A plethora of wars have been raging in Sudan for years if not decades but a final peace agreement next…

A plethora of wars have been raging in Sudan for years if not decades but a final peace agreement next month is expected to bring a definitive end to the country’s multiple conflicts, if indications from mediators are anything to go by.According to a team of mediators involved in initial peace talks held in the South Sudanese capital Juba in August, the main protagonists to the conflicts are on course for a landmark deal that would finally render all forms of hostility a thing of the past.

South Sudanese deputy Defense Minister Ruben Malek who is one of the mediators shared this optimism with journalists.

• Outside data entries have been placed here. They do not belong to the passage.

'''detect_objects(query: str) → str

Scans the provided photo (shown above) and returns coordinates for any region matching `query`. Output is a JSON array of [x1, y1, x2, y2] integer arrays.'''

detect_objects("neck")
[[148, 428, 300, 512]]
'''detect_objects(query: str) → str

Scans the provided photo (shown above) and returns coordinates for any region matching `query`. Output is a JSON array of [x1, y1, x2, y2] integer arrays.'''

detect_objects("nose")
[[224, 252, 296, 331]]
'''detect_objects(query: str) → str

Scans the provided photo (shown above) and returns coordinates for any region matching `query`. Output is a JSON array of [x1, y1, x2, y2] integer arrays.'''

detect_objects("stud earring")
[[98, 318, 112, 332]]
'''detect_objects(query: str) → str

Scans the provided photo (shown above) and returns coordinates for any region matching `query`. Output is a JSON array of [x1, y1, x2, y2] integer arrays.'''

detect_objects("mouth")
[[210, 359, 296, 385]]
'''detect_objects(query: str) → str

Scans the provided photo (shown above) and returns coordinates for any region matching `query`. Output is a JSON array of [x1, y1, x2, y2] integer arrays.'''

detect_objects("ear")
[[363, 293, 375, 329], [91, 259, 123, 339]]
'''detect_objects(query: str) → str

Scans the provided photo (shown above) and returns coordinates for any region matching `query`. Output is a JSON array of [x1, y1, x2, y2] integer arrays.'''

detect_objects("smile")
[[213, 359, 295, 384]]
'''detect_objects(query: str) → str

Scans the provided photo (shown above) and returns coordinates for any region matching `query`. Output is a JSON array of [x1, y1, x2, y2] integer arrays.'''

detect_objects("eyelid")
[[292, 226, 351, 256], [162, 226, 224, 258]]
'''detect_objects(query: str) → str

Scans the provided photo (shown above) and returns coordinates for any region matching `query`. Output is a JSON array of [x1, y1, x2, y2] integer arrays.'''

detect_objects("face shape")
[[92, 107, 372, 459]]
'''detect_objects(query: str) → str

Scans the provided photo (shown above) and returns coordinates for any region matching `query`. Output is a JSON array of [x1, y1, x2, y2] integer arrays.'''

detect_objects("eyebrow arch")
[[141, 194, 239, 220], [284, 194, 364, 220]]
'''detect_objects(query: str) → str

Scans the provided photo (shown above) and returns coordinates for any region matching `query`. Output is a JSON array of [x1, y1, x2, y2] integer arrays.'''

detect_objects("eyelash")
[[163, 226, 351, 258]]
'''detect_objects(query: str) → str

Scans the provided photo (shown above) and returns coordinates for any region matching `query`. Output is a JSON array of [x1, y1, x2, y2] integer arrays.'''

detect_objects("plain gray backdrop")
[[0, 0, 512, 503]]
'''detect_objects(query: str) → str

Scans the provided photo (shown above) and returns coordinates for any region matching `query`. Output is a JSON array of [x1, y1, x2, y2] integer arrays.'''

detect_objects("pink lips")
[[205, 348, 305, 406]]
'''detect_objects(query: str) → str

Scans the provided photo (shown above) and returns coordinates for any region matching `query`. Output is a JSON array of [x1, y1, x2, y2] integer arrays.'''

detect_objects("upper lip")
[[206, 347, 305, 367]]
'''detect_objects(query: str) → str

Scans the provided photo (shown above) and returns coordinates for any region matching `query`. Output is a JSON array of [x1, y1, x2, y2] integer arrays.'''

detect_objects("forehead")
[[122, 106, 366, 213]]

He suggested that October 3rd would be a watershed moment for Sudan, given the expected signing of a landmark agreement that would end all wars and usher in complete peace.

Already the authorities in Juba have been drawing the attention of leaders in the region to this approaching date, extending invitation to them to attend the occasion which would finalise the deal.

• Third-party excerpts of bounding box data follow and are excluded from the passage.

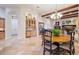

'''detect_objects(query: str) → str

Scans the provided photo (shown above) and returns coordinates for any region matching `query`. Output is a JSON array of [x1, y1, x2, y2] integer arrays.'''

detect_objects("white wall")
[[5, 7, 42, 39]]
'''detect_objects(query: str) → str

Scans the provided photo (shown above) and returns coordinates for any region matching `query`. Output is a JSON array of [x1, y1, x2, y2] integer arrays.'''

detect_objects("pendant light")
[[50, 4, 63, 20]]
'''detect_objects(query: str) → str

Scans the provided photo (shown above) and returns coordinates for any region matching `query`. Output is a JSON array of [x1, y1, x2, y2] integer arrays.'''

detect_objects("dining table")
[[52, 34, 71, 55]]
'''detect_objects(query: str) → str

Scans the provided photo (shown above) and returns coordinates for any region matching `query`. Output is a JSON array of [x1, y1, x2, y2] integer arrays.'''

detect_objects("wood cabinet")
[[0, 18, 5, 39]]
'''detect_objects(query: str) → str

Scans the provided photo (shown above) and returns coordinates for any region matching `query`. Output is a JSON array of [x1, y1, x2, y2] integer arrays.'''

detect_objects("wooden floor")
[[0, 37, 79, 55]]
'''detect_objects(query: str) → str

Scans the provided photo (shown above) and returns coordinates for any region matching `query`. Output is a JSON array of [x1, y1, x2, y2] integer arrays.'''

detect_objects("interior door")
[[0, 18, 5, 39]]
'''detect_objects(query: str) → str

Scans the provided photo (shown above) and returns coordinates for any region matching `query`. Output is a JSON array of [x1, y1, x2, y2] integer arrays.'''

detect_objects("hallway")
[[0, 37, 79, 55]]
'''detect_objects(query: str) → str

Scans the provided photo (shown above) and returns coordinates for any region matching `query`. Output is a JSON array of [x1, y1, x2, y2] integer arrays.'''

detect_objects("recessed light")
[[36, 6, 40, 8], [27, 9, 31, 11]]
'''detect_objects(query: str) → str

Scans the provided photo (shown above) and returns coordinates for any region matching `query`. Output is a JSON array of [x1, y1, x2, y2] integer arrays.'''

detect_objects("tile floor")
[[0, 37, 79, 55]]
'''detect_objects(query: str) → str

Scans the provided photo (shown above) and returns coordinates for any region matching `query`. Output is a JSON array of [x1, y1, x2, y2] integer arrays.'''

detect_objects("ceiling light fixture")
[[50, 5, 63, 20]]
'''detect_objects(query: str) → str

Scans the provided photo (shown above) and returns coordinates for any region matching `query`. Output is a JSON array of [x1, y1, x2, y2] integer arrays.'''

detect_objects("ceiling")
[[0, 4, 73, 15]]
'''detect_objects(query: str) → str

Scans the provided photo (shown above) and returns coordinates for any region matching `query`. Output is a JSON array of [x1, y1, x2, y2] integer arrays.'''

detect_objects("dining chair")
[[43, 30, 56, 55]]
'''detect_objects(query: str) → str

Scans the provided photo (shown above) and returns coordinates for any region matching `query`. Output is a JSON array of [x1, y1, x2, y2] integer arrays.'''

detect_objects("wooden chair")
[[43, 30, 56, 55], [60, 27, 75, 55]]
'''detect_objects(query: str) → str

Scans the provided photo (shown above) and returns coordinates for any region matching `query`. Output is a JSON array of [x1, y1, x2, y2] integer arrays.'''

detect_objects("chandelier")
[[50, 6, 63, 20]]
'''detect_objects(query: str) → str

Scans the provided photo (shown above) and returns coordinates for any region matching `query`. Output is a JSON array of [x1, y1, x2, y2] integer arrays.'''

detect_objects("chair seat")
[[60, 45, 70, 50]]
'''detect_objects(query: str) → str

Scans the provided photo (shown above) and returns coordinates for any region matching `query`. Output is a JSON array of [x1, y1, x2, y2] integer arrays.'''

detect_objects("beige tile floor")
[[0, 37, 79, 55]]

Since the transitional government took control of Sudan, it has been reaching out to disparate rebel factions scattered in all parts of the vast country with a view to reaching “the mother of all agreements” that would finally bring an end to decades of conflict.  

According to Malek, something unusual has been happening in the course of realizing what a few months ago appeared unachievable.

“The uniqueness of this mediation is that the Sudanese are the ones resolving their problem by themselves. Our role is just to assert, advice and give experience but they negotiated their agreement,” Mr  Malek said. 

His native South Sudan has been mired in these conflicts while still a part of Sudan until July 2011.

The war for independence lasted for the better part of twenty years before South Sudan became the world’s newest nation.

But other forms of conflicts for the most part intertwined had persisted in Sudan most notably in Western Darfur including wars of a tribal nature.

While all other armed militias are jumping on the peace bandwagon, perhaps the only blot in this happy prospect is the Sudan Liberation Movement of Abdu Al Wahid Mohamed Al Nuor, who have so far refused to be convinced to sign up to the spirit of the long and sometimes arduous quest for everlasting peace. 

Only by convincing them to be on board the “peace train” will the Sudanese talks to end its conflicts be an all-inclusive affair, Malek warned.

Sudan’s army of displaced people can’t wait.